Form vs. Function in UD v2: POS tags and Syntax
(Dan’s position)
The UD guidelines consist of three main parts: part-of-speech tags, morphological features and dependency relations. While the relations clearly encode function of the word in the sentence, the tags and features may relate to both the function and the form of the word. Parts of speech are traditionally defined using a mixture of morphological, syntactic and semantic criteria.
As we want to have a cross-linguistically consistent set of guidelines in UD, we cannot always rely on dictionaries and grammatical traditions followed by scholars of individual languages: the approaches will often conflict. Sometimes we have to (re-)define word classes, to make sure that “the same thing is not annotated in different ways”. On doing so, we have to think about the extent to which word classes should by influenced by function of the words in particular contexts.
Main objective: Ideally we want to minimize the number of deviations from traditional grammars. (We want people to love UD, don’t we?) But we cannot eliminate the deviations because traditional grammars are not mutually compatible (at least cross-linguistically; but the difficult words may have different analyses even within one language).

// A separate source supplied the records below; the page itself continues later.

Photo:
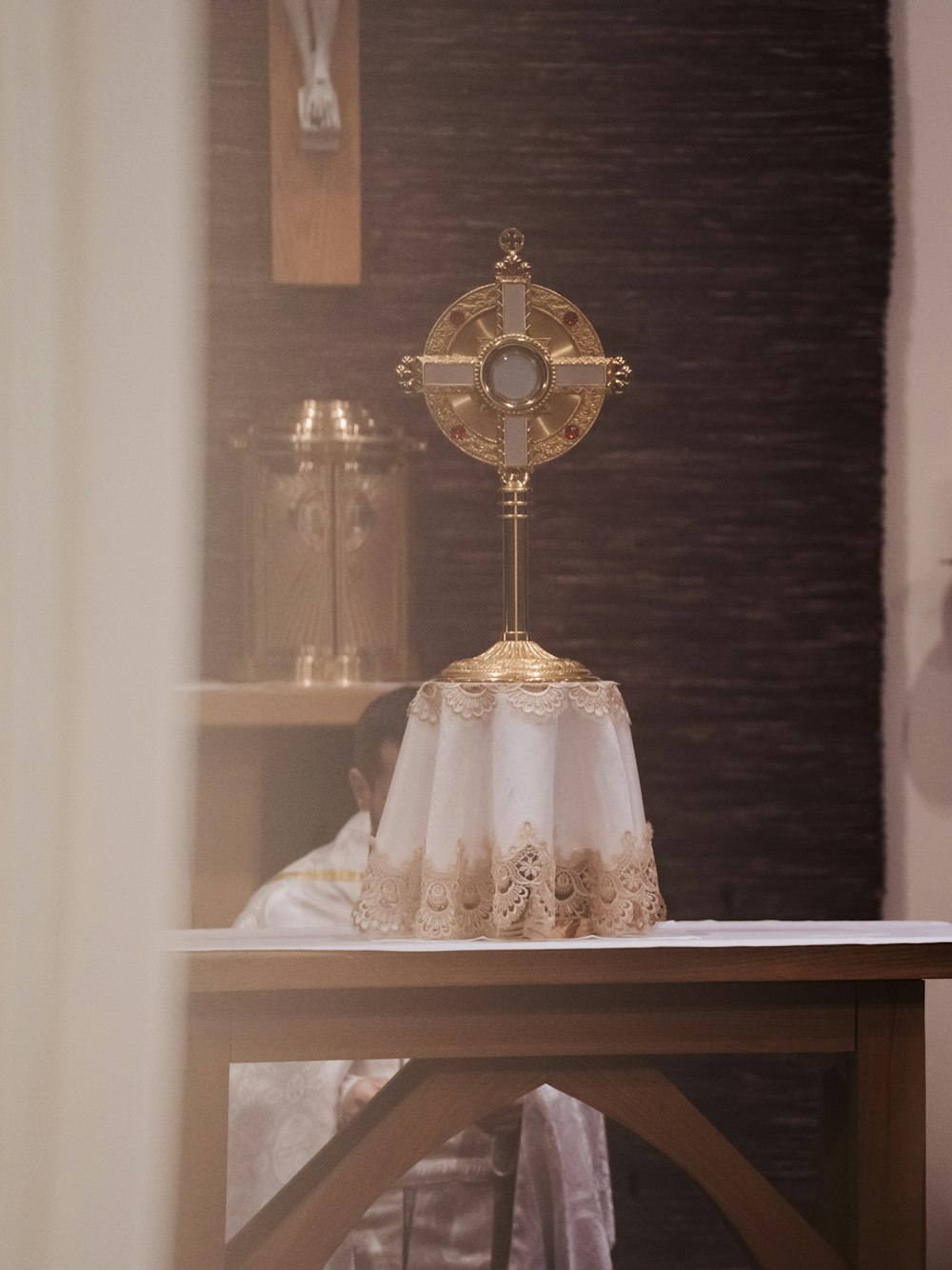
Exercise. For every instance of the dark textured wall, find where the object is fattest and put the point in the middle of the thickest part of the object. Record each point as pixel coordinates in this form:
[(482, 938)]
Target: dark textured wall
[(710, 183)]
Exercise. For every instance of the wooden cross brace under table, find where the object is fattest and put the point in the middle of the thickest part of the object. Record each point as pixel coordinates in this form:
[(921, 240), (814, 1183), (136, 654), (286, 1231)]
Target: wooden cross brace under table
[(486, 1022)]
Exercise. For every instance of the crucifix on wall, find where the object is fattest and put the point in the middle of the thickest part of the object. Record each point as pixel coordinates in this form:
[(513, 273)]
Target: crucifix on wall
[(315, 140)]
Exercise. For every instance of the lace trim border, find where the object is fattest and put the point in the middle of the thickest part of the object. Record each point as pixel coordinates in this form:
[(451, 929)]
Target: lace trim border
[(597, 700), (522, 892)]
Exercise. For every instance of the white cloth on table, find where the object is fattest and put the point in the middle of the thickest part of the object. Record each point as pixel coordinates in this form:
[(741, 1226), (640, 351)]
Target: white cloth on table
[(514, 809), (281, 1114)]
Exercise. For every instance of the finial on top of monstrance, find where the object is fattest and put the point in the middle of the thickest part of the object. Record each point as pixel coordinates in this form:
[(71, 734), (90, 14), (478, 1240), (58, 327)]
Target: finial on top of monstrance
[(513, 375)]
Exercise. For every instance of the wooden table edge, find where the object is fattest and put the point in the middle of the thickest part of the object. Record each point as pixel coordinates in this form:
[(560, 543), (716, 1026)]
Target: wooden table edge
[(285, 969)]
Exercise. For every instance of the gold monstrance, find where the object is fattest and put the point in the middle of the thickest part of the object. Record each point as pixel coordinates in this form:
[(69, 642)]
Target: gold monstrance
[(514, 375)]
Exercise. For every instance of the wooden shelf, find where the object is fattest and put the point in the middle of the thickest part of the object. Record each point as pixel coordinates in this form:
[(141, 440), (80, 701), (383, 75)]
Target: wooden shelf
[(281, 705)]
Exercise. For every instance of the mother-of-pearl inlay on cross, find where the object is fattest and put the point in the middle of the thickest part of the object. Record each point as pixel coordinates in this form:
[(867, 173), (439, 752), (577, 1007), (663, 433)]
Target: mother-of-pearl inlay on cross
[(514, 375)]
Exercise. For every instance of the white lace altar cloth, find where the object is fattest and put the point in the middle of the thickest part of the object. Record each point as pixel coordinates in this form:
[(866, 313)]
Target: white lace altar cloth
[(514, 812)]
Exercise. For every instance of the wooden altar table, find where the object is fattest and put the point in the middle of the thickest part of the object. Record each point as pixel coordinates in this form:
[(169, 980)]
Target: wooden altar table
[(486, 1022)]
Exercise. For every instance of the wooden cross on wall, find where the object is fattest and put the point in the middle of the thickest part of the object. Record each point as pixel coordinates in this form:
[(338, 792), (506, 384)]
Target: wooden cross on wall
[(315, 194)]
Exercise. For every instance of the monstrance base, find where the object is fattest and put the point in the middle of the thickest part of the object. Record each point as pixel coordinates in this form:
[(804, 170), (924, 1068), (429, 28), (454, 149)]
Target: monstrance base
[(521, 661)]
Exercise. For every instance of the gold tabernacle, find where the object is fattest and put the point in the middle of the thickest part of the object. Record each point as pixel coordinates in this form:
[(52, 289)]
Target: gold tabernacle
[(513, 375)]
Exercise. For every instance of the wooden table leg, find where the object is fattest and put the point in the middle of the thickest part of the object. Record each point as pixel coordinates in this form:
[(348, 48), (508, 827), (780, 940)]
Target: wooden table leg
[(200, 1227), (889, 1126)]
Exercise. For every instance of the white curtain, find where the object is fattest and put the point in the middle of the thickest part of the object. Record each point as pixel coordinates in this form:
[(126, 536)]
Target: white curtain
[(101, 124)]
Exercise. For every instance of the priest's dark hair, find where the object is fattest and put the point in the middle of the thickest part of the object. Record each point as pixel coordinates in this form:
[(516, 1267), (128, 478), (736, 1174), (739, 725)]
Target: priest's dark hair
[(384, 719)]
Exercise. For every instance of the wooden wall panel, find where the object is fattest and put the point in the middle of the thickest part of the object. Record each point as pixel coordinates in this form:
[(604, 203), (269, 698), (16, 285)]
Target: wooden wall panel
[(711, 185)]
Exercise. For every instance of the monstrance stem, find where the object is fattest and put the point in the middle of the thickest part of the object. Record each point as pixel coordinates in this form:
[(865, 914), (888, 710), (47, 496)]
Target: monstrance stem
[(514, 503)]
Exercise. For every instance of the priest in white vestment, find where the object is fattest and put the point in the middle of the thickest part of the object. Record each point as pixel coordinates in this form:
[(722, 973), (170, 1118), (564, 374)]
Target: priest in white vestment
[(445, 1209)]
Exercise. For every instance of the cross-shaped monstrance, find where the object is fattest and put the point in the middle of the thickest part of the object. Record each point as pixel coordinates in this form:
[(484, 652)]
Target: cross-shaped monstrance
[(514, 375)]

Of form and function, the latter is more portable across languages (most similarities in form are only recognizable in closely related languages). However, once we have a rough idea about a category C in language X, which functionally overlaps with same-named categories in other languages, we can include form in defining the precise borders of the category (either by morphological processes it undergoes, or directly by enumerating word forms that belong to C). Now the main question that we address here is: What do we do if the same word form can perform two quite different functions? Or: what if the word behaves morphologically (form) like category C, but syntactically (function) like category D?

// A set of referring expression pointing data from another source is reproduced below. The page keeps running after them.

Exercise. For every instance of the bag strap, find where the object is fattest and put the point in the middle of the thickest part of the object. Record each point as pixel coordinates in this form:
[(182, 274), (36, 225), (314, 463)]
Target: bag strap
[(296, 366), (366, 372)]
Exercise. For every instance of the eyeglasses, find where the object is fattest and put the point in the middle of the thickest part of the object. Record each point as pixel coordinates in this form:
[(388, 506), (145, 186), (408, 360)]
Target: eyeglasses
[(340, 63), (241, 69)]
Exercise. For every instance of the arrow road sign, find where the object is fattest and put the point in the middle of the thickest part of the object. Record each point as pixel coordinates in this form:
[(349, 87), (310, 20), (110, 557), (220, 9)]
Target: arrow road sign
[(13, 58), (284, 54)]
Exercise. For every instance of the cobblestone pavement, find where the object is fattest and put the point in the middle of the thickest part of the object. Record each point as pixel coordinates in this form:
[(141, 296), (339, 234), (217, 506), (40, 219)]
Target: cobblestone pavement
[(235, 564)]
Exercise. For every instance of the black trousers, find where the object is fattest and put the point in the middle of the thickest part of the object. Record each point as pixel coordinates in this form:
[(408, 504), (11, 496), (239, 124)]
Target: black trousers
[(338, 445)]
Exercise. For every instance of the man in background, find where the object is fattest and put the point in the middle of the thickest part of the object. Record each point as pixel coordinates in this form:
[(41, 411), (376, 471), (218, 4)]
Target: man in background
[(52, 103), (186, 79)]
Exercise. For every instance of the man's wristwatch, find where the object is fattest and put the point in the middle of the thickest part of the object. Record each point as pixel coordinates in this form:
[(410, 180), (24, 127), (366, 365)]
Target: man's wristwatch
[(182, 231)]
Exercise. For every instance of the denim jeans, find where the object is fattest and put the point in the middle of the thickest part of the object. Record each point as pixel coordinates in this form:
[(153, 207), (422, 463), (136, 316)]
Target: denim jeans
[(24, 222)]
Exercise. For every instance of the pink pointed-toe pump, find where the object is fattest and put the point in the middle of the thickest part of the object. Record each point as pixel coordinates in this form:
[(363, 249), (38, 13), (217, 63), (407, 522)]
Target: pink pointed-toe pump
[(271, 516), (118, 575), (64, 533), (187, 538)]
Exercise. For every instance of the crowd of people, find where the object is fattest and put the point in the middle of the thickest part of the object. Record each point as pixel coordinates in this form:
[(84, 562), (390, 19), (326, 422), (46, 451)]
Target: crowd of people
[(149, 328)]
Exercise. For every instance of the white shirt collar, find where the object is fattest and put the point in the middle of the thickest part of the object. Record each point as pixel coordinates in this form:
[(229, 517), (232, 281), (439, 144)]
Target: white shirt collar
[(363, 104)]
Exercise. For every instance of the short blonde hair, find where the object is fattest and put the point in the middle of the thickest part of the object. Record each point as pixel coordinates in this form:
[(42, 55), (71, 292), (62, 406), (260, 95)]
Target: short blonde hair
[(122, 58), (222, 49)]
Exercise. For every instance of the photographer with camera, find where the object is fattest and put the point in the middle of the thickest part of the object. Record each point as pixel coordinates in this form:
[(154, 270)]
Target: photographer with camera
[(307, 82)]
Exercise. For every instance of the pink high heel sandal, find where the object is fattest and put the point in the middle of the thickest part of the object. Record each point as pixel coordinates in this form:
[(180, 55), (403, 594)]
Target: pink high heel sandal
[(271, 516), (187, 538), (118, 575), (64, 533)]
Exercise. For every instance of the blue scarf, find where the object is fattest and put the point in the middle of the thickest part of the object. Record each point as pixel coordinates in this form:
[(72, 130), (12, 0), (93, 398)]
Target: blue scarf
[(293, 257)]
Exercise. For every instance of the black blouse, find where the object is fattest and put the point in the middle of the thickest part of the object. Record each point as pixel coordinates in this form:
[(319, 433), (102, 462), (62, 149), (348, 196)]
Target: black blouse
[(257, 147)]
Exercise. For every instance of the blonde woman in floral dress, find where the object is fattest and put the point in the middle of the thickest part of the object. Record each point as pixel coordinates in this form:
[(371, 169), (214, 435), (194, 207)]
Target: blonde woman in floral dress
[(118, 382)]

Extreme 1: Function rules! It is relatively easy to automatically re-tag words based on the tree structure and dependency relation labels. Drawbacks: The tree only helps when converting an existing treebank. This approach may be a disaster for taggers because tagging will incorporate an unusually large portion of syntax. High level of ambiguity of words. Redundancy in annotation (many tags and features follow from dependency relations in a straightforward way – do we then need the tags at all?) Quite likely it will make the life harder for human annotators, too. Sometimes it may not be easy to reconstruct the function because it would involve reconstructing elided material. The impact on the main objective above would have to be evaluated; I bet that if the approach is too much function-oriented, there will be more deviations from the traditional grammar, because the tradition will (probably) try to limit ambiguity in word categories when possible. (We have actually seen this with the PRON
/DET
distinction, which is defined purely functionally in UD v1. There have been complaints that the result significantly deviates from the traditional categories in many languages, including English.)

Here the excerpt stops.